All of this said, testing is not foolproof and it doesn’t come without ethical dilemmas. Many doctors are asking themselves why thousands of healthy, asymptomatic adults are using testing resources that could be used for those in need. “There are not enough tests capability right now to test all the people we want with the frequency we want,” says Baird. “You have to ask yourselves, ‘Is that ethical—paying for healthy athletes to get to the front of the line over sick people?’ That’s not a great look.”

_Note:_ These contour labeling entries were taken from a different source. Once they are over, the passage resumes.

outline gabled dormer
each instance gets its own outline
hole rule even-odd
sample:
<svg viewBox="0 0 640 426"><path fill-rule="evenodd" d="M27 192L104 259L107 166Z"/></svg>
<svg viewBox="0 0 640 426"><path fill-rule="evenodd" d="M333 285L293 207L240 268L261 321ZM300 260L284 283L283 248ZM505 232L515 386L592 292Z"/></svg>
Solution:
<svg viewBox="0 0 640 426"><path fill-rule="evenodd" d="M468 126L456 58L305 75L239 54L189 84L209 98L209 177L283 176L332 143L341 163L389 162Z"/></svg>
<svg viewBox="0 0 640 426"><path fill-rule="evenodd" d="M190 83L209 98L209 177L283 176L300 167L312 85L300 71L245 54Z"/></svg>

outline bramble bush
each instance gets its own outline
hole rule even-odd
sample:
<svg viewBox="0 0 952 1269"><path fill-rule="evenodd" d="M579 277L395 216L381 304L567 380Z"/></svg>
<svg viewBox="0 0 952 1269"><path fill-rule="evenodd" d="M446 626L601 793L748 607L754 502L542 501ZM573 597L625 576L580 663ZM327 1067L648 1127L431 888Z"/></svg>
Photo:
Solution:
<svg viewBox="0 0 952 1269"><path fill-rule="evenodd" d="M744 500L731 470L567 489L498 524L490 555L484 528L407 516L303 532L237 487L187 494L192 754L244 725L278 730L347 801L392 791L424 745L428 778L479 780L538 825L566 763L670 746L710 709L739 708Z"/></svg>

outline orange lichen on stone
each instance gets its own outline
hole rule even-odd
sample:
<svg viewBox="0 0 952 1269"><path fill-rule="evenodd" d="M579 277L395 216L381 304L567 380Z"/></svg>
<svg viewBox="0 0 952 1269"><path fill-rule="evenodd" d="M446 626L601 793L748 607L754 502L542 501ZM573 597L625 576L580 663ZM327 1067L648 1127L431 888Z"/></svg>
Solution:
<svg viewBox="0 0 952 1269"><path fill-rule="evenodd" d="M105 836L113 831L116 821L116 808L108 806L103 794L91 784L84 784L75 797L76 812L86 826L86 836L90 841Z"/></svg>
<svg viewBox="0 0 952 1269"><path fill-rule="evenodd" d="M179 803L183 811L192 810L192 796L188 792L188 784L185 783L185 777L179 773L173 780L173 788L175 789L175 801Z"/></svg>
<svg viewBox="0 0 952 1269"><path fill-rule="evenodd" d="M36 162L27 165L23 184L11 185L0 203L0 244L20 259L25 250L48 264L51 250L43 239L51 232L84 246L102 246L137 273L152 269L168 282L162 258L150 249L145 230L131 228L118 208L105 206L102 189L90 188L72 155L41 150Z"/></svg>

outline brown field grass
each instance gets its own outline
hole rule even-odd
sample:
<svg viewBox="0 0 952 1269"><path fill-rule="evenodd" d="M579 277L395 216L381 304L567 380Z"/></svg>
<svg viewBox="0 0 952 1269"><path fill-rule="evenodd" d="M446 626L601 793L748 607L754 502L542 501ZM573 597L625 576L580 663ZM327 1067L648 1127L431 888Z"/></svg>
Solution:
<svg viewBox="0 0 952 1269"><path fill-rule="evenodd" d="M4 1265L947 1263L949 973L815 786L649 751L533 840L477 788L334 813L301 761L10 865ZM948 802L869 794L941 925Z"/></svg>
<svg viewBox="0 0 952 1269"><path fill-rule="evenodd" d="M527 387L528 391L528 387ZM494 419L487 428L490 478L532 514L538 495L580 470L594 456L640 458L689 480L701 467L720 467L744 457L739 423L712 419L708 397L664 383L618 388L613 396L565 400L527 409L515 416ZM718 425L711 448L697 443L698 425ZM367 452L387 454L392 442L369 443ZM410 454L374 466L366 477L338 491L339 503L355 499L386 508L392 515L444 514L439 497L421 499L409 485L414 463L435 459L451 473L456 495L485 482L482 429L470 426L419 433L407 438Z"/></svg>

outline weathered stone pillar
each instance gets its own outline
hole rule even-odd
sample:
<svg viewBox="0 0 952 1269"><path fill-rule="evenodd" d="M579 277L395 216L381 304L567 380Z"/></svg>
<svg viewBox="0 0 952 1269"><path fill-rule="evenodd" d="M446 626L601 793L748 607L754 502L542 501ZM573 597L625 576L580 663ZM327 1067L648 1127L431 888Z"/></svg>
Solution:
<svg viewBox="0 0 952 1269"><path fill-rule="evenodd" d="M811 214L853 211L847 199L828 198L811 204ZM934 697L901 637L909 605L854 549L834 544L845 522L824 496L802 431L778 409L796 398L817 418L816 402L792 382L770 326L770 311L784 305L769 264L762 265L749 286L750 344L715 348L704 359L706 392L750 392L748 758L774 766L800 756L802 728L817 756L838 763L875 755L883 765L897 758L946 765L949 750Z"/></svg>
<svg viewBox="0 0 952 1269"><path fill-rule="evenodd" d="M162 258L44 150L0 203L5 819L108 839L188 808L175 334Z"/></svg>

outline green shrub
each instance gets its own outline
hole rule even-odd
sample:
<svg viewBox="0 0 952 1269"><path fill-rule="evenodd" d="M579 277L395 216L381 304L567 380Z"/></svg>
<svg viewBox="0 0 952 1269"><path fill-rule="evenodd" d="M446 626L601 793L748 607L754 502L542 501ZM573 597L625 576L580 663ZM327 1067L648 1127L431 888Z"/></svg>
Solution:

Sankar Swaminathan, chief of the infectious diseases department at the Utah School of Medicine, is a member of the Pac-12’s COVID-19 advisory panel and was involved in the league’s discussion to cancel a fall season. He sees flaws in the in-season weekly testing protocols for the six FBS conferences still attempting to play. It normally takes three to five days after contracting COVID-19 for a person to begin shedding the virus and registering a positive result.

Even in a thrice-weekly testing plan, there are windows for the possibility of a positive to go undetected before teams collide with another team on the field. “Therein lies the problem,” says Swaminathan. “You need an accurate point-of-care test right before the game.”

The testing industry continues moving closer to achieving that milestone. Until then, Swaminathan has a message for those teams planning to play this fall.

“Good luck,” he says. “I wouldn’t want to predict anything. I hope they succeed and nobody gets sick. But I wouldn’t bet on it.”